By this stage, it was too late to continue on down to the falls itself, so we just headed back toward the bus with a lunch stop along the way.  Arriving home, we were drenched, freezing, exhausted and at peace.  What a great way to end our Swaziland experience.

Monday – 14th Nov

After a quick catch-up with my good friend, Victor, we were on our way to South Africa and the inevitable journey back to Solomons.  Before that, however, we had six hours to kill in Johannesburg.

As we arrived at the international airport, in the most amazing timing ever, Shelley happened to also be walking out of the airport.  You wouldn’t believe it, but her plan was to take her friend to Soweto for a few hours, which was exactly the plan that we had!  So we were able to join forces and check out Mandela’s residence, the outside of Desmond Tutu’s residence, the Hector Pieterson museum, and feast on our final pap lunch together.

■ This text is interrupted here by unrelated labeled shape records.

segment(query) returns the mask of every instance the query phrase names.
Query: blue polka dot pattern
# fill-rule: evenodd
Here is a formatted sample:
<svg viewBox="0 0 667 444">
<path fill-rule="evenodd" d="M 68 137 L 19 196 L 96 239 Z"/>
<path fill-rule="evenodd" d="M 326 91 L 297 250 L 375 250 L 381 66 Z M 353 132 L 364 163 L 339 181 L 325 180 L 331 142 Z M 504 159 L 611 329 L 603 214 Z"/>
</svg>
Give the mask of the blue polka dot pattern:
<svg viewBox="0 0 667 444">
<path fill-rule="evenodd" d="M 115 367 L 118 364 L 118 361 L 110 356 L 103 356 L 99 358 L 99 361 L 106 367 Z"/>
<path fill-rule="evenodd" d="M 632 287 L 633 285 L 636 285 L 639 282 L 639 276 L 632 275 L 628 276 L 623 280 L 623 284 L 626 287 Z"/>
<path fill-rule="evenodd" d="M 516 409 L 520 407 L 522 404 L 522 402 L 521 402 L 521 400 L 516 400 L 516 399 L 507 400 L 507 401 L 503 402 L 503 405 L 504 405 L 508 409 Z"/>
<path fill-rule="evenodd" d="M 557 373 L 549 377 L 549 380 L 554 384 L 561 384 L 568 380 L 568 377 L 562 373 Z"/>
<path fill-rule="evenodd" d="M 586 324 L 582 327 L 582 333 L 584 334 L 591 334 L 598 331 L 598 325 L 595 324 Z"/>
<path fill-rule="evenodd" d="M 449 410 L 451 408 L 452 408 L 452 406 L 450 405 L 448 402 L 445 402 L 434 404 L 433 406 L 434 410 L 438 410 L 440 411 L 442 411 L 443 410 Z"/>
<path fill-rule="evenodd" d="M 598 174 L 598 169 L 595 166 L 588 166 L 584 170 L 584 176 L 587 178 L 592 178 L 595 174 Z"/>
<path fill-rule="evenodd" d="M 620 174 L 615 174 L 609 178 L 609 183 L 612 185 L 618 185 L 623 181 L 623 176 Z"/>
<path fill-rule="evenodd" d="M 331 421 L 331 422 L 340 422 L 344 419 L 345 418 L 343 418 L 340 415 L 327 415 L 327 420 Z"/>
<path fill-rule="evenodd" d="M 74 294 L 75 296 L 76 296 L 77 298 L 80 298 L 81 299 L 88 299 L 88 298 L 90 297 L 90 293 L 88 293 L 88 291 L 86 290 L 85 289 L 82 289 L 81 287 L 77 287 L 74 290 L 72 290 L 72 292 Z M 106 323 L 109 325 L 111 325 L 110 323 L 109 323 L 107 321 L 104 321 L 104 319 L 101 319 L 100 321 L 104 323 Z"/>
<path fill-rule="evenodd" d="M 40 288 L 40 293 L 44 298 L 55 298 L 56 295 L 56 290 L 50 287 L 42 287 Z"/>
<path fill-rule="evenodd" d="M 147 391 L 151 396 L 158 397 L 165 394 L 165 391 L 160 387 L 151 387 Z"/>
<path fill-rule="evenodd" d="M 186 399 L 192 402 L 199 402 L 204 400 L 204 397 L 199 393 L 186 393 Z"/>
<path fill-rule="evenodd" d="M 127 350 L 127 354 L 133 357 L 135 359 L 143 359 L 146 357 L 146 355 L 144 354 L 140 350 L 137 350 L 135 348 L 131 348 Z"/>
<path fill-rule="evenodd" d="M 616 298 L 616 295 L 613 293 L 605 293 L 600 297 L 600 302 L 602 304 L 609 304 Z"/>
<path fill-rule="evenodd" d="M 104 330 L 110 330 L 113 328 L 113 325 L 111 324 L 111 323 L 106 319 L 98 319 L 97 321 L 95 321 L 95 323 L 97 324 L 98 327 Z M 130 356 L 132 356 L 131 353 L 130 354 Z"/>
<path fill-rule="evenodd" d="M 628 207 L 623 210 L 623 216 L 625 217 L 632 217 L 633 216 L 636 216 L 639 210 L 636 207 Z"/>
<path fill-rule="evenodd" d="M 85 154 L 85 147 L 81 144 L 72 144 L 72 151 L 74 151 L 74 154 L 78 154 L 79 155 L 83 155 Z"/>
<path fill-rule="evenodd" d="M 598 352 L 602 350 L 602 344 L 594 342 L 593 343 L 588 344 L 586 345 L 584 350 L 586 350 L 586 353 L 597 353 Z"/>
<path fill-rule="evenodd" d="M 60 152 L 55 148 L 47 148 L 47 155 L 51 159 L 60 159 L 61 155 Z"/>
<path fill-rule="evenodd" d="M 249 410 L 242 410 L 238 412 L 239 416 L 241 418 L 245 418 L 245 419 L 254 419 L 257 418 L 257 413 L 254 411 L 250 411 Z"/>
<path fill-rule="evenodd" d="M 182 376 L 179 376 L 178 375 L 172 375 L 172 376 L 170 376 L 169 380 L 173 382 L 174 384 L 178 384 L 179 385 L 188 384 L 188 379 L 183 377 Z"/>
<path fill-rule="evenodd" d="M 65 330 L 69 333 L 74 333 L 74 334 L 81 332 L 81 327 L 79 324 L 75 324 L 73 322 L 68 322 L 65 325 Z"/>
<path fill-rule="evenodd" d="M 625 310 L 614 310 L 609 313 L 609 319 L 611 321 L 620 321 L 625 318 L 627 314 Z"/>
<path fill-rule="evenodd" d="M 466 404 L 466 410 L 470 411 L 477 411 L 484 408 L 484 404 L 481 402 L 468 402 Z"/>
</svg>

As Shelley and Shawna headed back to the airport, Manyoni and I carried on to Braamfontein to catch up with my friend Marnell, and go on a mad search for a specific jumper (don’t ask!).  Finally, it was time for us to go back to the airport too and embark upon a 17 hour journey to Brisbane.

Wednesday – 16th Nov

With just a day to spare in Brisbane, the time was spent with family.  My eldest sister and her children had made the trip to Brisbane to help celebrate my other sister’s 40th birthday.  It was the first time the whole family was together in 4 years, and the first time that many of them had met Manyoni.  Naturally, all the children had grown a ridiculous amount since I last saw them, but fortunately not all of them had forgotten Aunty Isabel.  The understated birthday celebrations were also joined by my Aunt and Uncle, so it was a great little gathering.

Sadly, all good things must come to end, so it was time to return to Solomons and work.